Het standpunt van de terbeschikkinggestelde en zijn raadsvrouw
De raadsvrouw heeft hetzelfde standpunt ingenomen als de advocaat-generaal.
Het oordeel van het hof
Het hof zal de beslissing waarvan beroep vernietigen en de vordering tot hervatting van de verpleging van overheidswege afwijzen. Uit de informatie van de reclassering volgt dat bij de terbeschikkinggestelde inmiddels sprake is van een stabiele psychische situatie. Verder is een voorziening beschikbaar waar het resocialisatieproces op een verantwoorde wijze kan worden voortgezet binnen het kader van de voorwaardelijke beëindiging van de verpleging van overheidswege.

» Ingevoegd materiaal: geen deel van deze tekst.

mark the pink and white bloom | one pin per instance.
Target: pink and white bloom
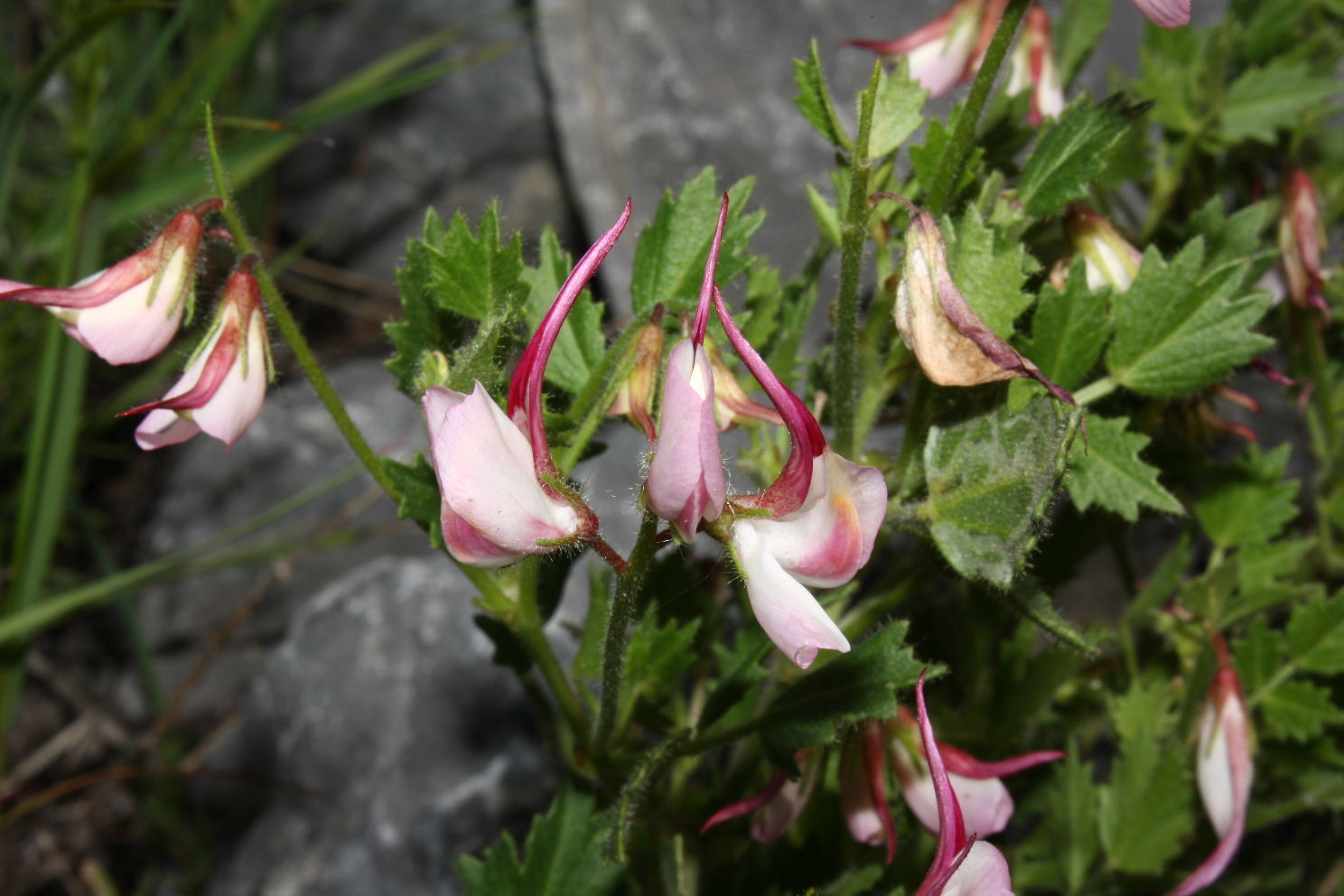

Verder zal het hof de voorwaarden, verbonden aan de beëindiging van de verpleging van overheidswege, wijzigen zoals voorgesteld door de reclassering, teneinde deze af te stemmen op een verblijf in zorgboerderij [locatie 2] .

Beslissing

Het hof:
Vernietigtde beslissing waarvan beroep.
Wijst afde vordering tot hervatting van de verpleging van overheidswege.
Wijzigtde
voorwaarden, laatstelijk gewijzigd op 21 juni 2019 bij beschikking van rechtbank Oost-Brabant, waardoor deze als volgt komen te luiden (gewijzigde onderdelen cursief weergegeven):
Standaard voorwaarden:
  • De terbeschikkinggestelde zal ten behoeve van het vaststellen van zijn identiteit, medewerking verlenen aan het nemen van een of meer vingerafdrukken of een geldig identiteitsbewijs als bedoeld in artikel 1 van de Wet op de identificatieplicht ter inzage aanbieden;
  • De terbeschikkinggestelde maakt zich niet schuldig aan een strafbaar feit;
  • De terbeschikkinggestelde begeeft zich niet zonder toestemming buiten de Europese landsgrenzen van Nederland. Hij overlegt hierover vooraf met de reclassering;
  • De terbeschikkinggestelde verleent medewerking aan het verstrekken van een actuele foto aan de reclassering ten behoeve van eventuele opsporing;
  • De terbeschikkinggestelde werkt mee aan Forensisch Psychiatrisch Toezicht (FPT) en, indien de reclassering dit nodig acht, aan een time-out in FPC [kliniek] van maximaal zeven weken, met de mogelijkheid van verlenging met nog eens maximaal zeven weken, tot maximaal veertien weken per jaar;
  • De terbeschikkinggestelde verleent medewerking aan reclasseringstoezicht. Deze medewerking houdt onder andere, maar niet uitsluitend, in:
  • zich melden op afspraken bij de reclassering, zo vaak de reclassering dat nodig acht;
  • zich houden aan de voorschriften en aanwijzingen van de reclassering, die nodig zijn voor de uitvoering van het toezicht of om de terbeschikkinggestelde te bewegen tot het naleven van de voorwaarden;
  • medewerking verlenen aan huisbezoeken;
  • inzicht geven aan de reclassering over de voortgang van begeleiding of behandeling door andere instellingen/hulpverleners;
  • niet verhuizen of van adres veranderen zonder toestemming van de reclassering;
  • medewerking verlenen aan het uitwisselen van informatie met personen en instanties die contact hebben met betrokkene, als dat van belang is voor het toezicht.
Bijzondere voorwaarden:
  • De terbeschikkinggestelde is verplicht om in het kader van zijn plaatsing vanuit Forensisch Psychiatrisch Centrum [naam] te verblijven in Zorgboerderij [locatie 2] (adres: [adres] ) of een soortgelijke instelling, waarbij hij zich dient te houden aan de huisregels en de aanwijzingen van deze instelling;
  • De terbeschikkinggestelde werkt mee aan een eventueel Forensisch Psychiatrisch Toezicht door [naam] ;
  • De terbeschikkinggestelde houdt zich aan het medicatiebeleid;
  • De terbeschikkinggestelde onthoudt zich van alcoholgebruik en (soft- en hard-) drugsgebruik en werkt mee aan controles, af te nemen door de instelling waar betrokkene verblijft of door de reclassering.
Aldus gedaan door
mr. G. Mintjes, voorzitter,
mr. A.B.A.P.M. Ficq en mr. R.R.H. Laurens, raadsheren,
drs. A. Vissers en drs. C.J.J.C.M. van Gestel, raden,
in tegenwoordigheid van mr. D. van der Geld, griffier,
en op 2 juli 2020 in het openbaar uitgesproken.
Mr. Laurens en de raden zijn buiten staat deze beslissing mede te ondertekenen.